Ci voleva l’ex-ragazzo prodigio dei Pugni in tasca, 26 anni allora, 76 oggi, per riuscire in un film folle e coerente come Sangue del mio sangue. Ci voleva un regista che torna da sempre sugli stessi luoghi e gli stessi nodi, cavandone ogni volta suggestioni nuove, per indovinare un film composto da due blocchi distinti che fondono in un discorso vibrante e spesso esilarante cose a prima vista lontane come un processo per stregoneria nel Seicento e le beghe di un paesino di oggi gestito da un potere morbido e invisibile, obliquo e vampiresco, insomma “democristiano” nel senso più atemporale del termine.
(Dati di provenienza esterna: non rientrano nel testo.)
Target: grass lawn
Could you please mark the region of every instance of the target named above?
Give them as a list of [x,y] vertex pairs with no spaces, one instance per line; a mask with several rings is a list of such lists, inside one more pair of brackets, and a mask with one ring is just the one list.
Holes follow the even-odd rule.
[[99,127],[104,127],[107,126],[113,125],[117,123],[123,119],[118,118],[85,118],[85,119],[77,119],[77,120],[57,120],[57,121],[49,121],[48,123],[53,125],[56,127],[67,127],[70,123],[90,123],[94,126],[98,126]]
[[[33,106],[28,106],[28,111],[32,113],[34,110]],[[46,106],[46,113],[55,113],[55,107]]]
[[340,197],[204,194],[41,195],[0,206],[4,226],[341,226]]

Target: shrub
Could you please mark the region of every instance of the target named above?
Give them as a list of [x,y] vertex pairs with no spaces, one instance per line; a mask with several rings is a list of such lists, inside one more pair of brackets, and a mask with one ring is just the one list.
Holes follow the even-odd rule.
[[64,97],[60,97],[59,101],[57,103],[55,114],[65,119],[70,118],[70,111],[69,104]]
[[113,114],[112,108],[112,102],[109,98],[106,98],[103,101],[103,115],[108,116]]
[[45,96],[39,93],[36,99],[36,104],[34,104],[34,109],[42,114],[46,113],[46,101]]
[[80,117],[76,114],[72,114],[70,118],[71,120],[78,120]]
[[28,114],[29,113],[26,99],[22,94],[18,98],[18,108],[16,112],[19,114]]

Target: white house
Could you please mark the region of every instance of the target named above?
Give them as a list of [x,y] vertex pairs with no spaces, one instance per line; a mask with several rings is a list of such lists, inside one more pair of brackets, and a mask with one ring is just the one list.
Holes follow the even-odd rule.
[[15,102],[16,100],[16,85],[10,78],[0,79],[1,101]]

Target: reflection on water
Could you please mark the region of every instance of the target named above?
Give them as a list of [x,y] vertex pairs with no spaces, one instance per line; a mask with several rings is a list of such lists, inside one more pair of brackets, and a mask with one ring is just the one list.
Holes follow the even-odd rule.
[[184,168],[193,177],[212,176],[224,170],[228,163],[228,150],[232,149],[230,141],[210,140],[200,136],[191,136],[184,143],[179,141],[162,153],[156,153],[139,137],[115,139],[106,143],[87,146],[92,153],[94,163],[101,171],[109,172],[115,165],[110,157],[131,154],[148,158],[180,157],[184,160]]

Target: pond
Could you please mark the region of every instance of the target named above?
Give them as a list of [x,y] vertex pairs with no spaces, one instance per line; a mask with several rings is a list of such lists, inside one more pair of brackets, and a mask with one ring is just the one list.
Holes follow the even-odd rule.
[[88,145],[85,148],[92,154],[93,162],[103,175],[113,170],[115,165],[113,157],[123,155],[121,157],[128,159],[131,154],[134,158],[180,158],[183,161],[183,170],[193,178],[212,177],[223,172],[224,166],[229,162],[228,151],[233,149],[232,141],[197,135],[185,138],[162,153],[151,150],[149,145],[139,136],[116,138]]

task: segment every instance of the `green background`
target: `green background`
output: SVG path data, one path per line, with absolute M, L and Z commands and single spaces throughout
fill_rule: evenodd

Atto uno: dopo aver sedotto un sacerdote e poi suo fratello, uomo d’armi inquieto e forse stanco (Pier Giorgio Bellocchio), una giovane monaca viene interrogata, sottoposta a prove crudeli, infine murata viva nel convento di Bobbio (Lidiya Liberman, una scoperta). Atto due: sono passati secoli, quel convento abbandonato oggi è un luogo umido e malsano, ci vivono solo un custode codardo e il misterioso Conte Basta, che esce solo di notte (meraviglioso Roberto Herlitzka). Ma il convento fa gola a un ricco russo e a un losco funzionario in cerca d’affari (Ivan Franek e Piergiorgio Bellocchio, di nuovo). Così in paese serpeggia l’agitazione. Il Conte è costretto a uscire dalla sua tana e a autorizzare, con ribrezzo, l’uso del computer. Il falso funzionario scopre che in quel luogo ameno non tutto è come sembra, «i ciechi ci vedono, i morti sono vivi, i vivi sono morti», qualcuno ci lucra sopra. E via arpeggiando con accenti bizzarri e irresistibili sui temi, intrecciati, del potere e della corruzione. Da intendersi anche come vecchiaia, perché in tanto agitarsi il Conte e il suo lugubre dentista (il sempre fantastico Toni Bertorelli) scoprono che il tempo passa perfino per loro, che con qualche ragione si credevano eterni... e che l’innocenza, la bellezza, la gioventù, tutto ciò di cui si sono sempre nutriti, odiandolo, sono anche la vera sfida al potere che hanno costruito e gelosamente custodito da secoli. Come ci ricorda con un altro salto nel tempo il terzo atto.



Difficile dire altro senza sciupare la sorpresa di un film lieve e inventivo, politico e personalissimo, anche per l’uso di case, luoghi, persone di famiglia. Ma soprattutto follemente, orgogliosamente libero.